Presbyterian Church members, who have dropped their standards so much that I no longer consider them Christians in any meaningful sense, have even stooped so low as to adopt gay marriage in a failed attempt to make themselves more palatable to a world that hates them.
However, what so many Christians are missing is that a neutered religion that has become so stale, timid and uncertain of what it believes in that it’s afraid to offend non-believers doesn’t have a lot of appeal.
Christians go overboard in the country to emphasize that God is all about forgiveness, making you happy and making you successful. Well, God will indeed help people who pray to Him, but He is not a genie who exists to grant your wishes.
We are here to serve God; He is not here to serve us.
God is also not all sunshine and roses. If our country makes Him angry, He may purposefully ruin us. If you displease Him, He will allow you to go to hell. Are you an atheist? A nice one, who’s generally a good guy? Well, life isn’t a pass/fail test and, yes, according to the Bible, you’re going to hell. Are you a Muslim, a Hindu, a Buddhist? You may be a wonderful person and we can certainly be polite to you, treat you decently, and wish you well, but your gods don’t exist and according to Jesus Christ, "I am the way, and the truth, and the life; no one comes to the Father but through Me."
Quoting Bible verses to people who don’t want to hear them, wagging your finger in their faces or treating sinners hatefully is counterproductive and ultimately, that’s not going to convert very many people to Christ. What will turn people around is showing some spine and standing up for what you believe in. Christians need to take a hint from Phil Robertson, Franklin Graham, Tim Tebow and other Christians who aren’t willing to sanitize their beliefs and their message because people who hate Christians don’t like it.

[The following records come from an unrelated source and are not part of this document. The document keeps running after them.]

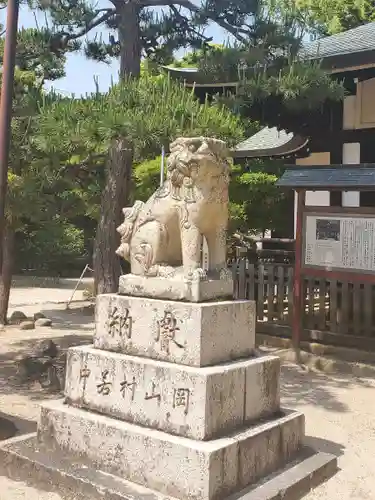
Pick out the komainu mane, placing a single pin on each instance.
(164, 235)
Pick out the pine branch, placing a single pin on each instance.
(187, 4)
(89, 26)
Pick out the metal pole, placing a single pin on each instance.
(9, 59)
(298, 300)
(162, 166)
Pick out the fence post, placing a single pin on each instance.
(297, 285)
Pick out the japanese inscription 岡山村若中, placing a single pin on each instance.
(120, 324)
(104, 387)
(153, 395)
(125, 386)
(181, 398)
(166, 332)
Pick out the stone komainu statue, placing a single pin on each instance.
(164, 234)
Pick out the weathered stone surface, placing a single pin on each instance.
(163, 237)
(186, 333)
(27, 325)
(262, 388)
(194, 402)
(74, 478)
(38, 315)
(176, 466)
(43, 322)
(17, 317)
(176, 288)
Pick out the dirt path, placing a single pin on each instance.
(339, 409)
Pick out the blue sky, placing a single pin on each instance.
(80, 71)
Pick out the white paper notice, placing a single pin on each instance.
(340, 242)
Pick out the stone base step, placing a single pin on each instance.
(179, 332)
(198, 403)
(22, 459)
(173, 465)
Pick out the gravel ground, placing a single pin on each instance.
(339, 409)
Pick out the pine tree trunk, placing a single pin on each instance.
(130, 39)
(6, 274)
(107, 268)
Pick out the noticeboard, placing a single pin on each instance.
(339, 242)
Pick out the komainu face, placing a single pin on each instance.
(165, 234)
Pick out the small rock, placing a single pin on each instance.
(27, 325)
(17, 317)
(46, 348)
(43, 322)
(38, 315)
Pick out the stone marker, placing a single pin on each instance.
(171, 399)
(17, 317)
(43, 322)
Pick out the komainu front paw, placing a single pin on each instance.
(196, 275)
(225, 274)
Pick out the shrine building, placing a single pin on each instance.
(342, 134)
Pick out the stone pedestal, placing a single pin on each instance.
(172, 398)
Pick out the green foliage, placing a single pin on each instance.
(146, 178)
(55, 246)
(149, 113)
(256, 202)
(324, 17)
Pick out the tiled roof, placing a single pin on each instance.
(360, 39)
(269, 142)
(356, 40)
(320, 178)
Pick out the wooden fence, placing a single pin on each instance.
(334, 312)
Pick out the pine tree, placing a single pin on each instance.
(35, 63)
(142, 31)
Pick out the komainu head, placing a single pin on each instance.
(197, 159)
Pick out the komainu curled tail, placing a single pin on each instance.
(126, 228)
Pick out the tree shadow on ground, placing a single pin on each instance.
(12, 383)
(301, 386)
(79, 321)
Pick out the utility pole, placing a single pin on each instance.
(9, 60)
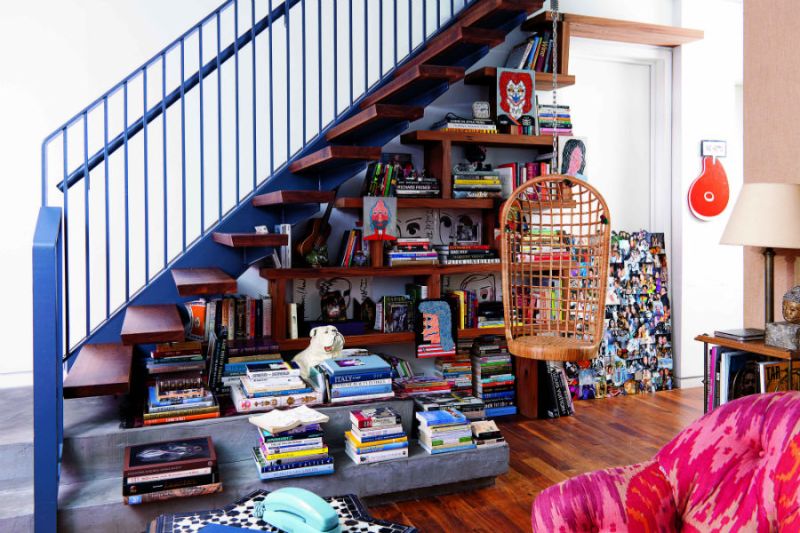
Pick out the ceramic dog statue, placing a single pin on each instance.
(326, 343)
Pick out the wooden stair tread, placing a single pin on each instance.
(373, 118)
(99, 370)
(293, 197)
(145, 324)
(250, 240)
(333, 154)
(203, 281)
(445, 47)
(418, 78)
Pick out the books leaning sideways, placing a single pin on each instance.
(486, 434)
(444, 431)
(171, 469)
(267, 385)
(356, 378)
(179, 398)
(291, 444)
(376, 436)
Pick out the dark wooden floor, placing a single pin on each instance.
(602, 433)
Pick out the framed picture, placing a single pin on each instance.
(516, 94)
(435, 328)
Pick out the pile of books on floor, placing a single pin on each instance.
(172, 469)
(270, 384)
(466, 254)
(410, 251)
(376, 435)
(471, 407)
(493, 376)
(291, 444)
(444, 431)
(554, 119)
(352, 379)
(476, 184)
(179, 398)
(486, 434)
(457, 371)
(465, 125)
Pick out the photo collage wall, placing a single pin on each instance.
(636, 351)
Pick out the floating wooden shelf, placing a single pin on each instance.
(544, 80)
(293, 197)
(203, 281)
(99, 370)
(372, 119)
(484, 139)
(250, 240)
(334, 156)
(626, 31)
(424, 203)
(147, 324)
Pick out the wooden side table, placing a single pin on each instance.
(757, 347)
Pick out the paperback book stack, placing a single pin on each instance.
(471, 407)
(410, 251)
(179, 398)
(291, 444)
(444, 431)
(376, 436)
(172, 469)
(555, 119)
(493, 376)
(357, 378)
(465, 125)
(457, 371)
(476, 184)
(466, 254)
(486, 434)
(271, 384)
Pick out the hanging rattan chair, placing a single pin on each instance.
(554, 250)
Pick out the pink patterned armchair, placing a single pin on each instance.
(737, 469)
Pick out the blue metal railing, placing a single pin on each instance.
(132, 172)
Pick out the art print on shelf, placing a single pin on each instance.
(435, 328)
(636, 351)
(516, 92)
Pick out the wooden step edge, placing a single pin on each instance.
(203, 281)
(99, 370)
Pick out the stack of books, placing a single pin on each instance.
(444, 431)
(410, 251)
(172, 469)
(270, 384)
(486, 434)
(357, 378)
(376, 435)
(471, 407)
(176, 357)
(476, 184)
(493, 376)
(465, 125)
(173, 398)
(466, 254)
(291, 444)
(554, 119)
(457, 371)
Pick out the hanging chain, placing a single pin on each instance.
(554, 13)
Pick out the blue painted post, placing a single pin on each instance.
(47, 350)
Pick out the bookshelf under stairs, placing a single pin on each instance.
(101, 361)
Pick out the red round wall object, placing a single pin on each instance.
(709, 193)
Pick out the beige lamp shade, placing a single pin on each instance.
(765, 215)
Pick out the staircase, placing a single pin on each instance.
(79, 247)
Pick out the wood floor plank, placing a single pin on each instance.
(602, 434)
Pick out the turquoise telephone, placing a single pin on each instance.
(298, 511)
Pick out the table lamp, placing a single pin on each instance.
(766, 215)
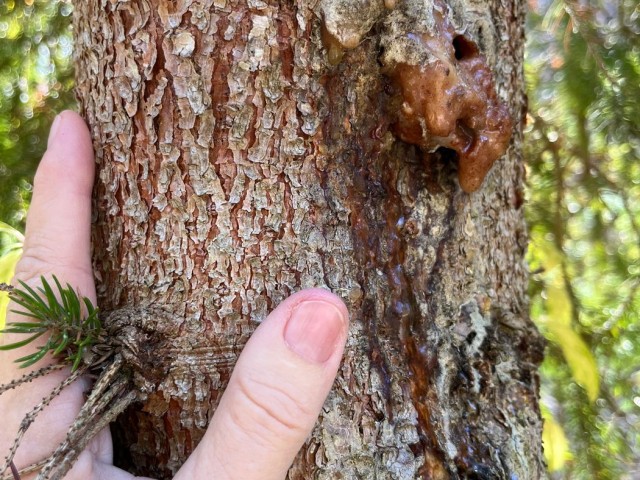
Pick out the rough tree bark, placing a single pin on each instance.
(250, 149)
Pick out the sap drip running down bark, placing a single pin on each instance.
(444, 92)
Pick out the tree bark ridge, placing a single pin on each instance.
(237, 165)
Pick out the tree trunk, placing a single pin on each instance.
(249, 150)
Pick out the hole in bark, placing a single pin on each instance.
(464, 48)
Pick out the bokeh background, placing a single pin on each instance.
(583, 204)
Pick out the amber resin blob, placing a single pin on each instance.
(448, 99)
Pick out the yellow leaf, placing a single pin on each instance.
(559, 306)
(555, 443)
(578, 356)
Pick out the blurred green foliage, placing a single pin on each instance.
(36, 81)
(583, 151)
(582, 148)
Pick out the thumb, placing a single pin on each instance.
(275, 393)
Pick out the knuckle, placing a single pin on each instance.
(269, 411)
(37, 259)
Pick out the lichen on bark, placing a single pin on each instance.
(237, 165)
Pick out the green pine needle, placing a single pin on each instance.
(71, 321)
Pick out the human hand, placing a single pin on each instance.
(278, 385)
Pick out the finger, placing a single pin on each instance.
(275, 393)
(59, 218)
(57, 242)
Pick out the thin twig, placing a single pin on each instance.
(60, 462)
(30, 376)
(14, 471)
(31, 416)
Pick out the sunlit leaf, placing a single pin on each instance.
(555, 443)
(579, 357)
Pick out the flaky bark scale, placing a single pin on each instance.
(237, 165)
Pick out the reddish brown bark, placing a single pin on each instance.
(238, 164)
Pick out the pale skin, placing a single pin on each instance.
(278, 385)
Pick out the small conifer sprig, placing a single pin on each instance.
(71, 321)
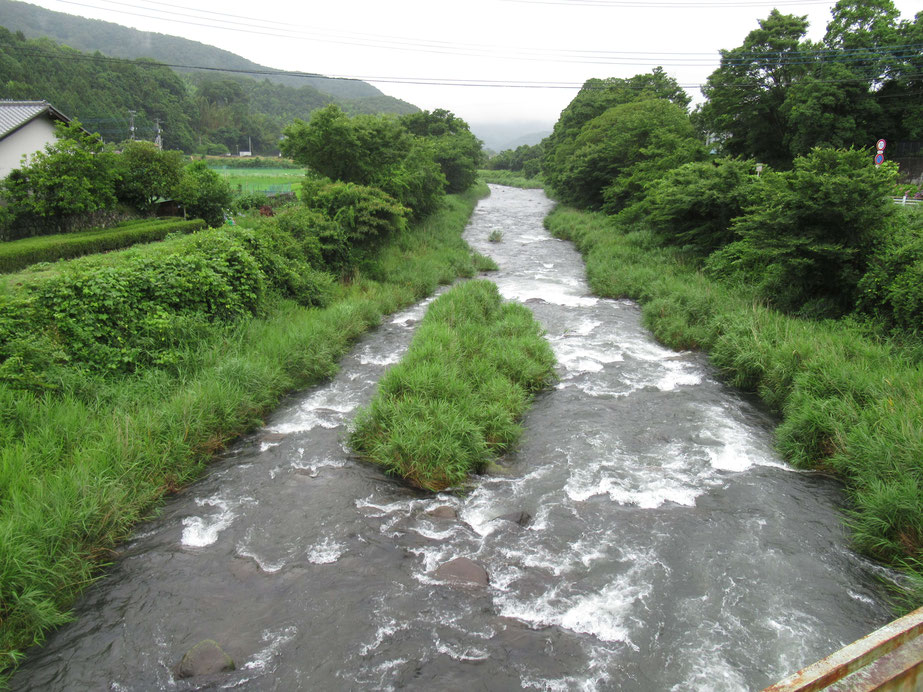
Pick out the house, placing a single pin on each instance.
(25, 128)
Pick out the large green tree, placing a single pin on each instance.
(455, 148)
(354, 150)
(72, 175)
(746, 106)
(778, 95)
(624, 149)
(808, 234)
(595, 98)
(145, 173)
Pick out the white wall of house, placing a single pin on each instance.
(28, 139)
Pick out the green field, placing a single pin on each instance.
(266, 180)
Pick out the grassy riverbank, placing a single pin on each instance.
(81, 464)
(511, 178)
(454, 401)
(851, 404)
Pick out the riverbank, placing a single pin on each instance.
(850, 404)
(80, 468)
(454, 402)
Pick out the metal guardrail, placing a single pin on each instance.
(889, 659)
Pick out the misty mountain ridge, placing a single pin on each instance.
(118, 41)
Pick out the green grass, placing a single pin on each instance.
(262, 179)
(78, 468)
(510, 178)
(850, 404)
(18, 254)
(454, 401)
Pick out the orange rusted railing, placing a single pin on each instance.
(889, 659)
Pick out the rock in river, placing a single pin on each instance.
(464, 572)
(205, 658)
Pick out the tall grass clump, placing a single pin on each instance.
(87, 450)
(453, 403)
(850, 404)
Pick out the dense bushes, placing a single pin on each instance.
(80, 465)
(415, 159)
(136, 311)
(892, 289)
(21, 253)
(692, 206)
(76, 177)
(850, 404)
(806, 238)
(453, 402)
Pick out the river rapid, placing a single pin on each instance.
(664, 546)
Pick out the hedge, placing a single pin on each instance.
(17, 254)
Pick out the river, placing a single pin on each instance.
(663, 543)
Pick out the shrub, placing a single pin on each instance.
(454, 400)
(806, 239)
(17, 254)
(365, 214)
(203, 193)
(693, 206)
(892, 289)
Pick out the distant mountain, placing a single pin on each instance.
(500, 136)
(122, 42)
(205, 114)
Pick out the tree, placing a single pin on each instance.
(455, 148)
(693, 206)
(73, 175)
(203, 193)
(594, 99)
(746, 95)
(807, 238)
(145, 173)
(627, 147)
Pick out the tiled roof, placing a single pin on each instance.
(15, 114)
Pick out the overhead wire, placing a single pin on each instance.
(389, 79)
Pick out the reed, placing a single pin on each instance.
(849, 403)
(79, 466)
(454, 401)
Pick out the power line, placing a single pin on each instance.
(257, 26)
(520, 84)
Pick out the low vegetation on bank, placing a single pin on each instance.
(510, 178)
(454, 401)
(850, 403)
(94, 434)
(18, 254)
(122, 373)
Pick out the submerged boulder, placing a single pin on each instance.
(205, 658)
(444, 512)
(521, 518)
(464, 572)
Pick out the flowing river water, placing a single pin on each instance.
(664, 546)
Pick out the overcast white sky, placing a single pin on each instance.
(529, 42)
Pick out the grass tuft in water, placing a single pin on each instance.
(454, 401)
(79, 466)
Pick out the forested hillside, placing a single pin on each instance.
(201, 112)
(119, 41)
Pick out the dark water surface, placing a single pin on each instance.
(669, 547)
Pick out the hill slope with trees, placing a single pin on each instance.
(119, 41)
(208, 113)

We should treat people with love and compassion when it’s possible, but we should also be inspired by the courage that early Christians had when preaching the gospel might lead to being thrown to the lions. If we’re not going to talk like we believe, if we’re not going to act like we believe, if we’re not going to live like we believe, then how are people going to become believers through our example?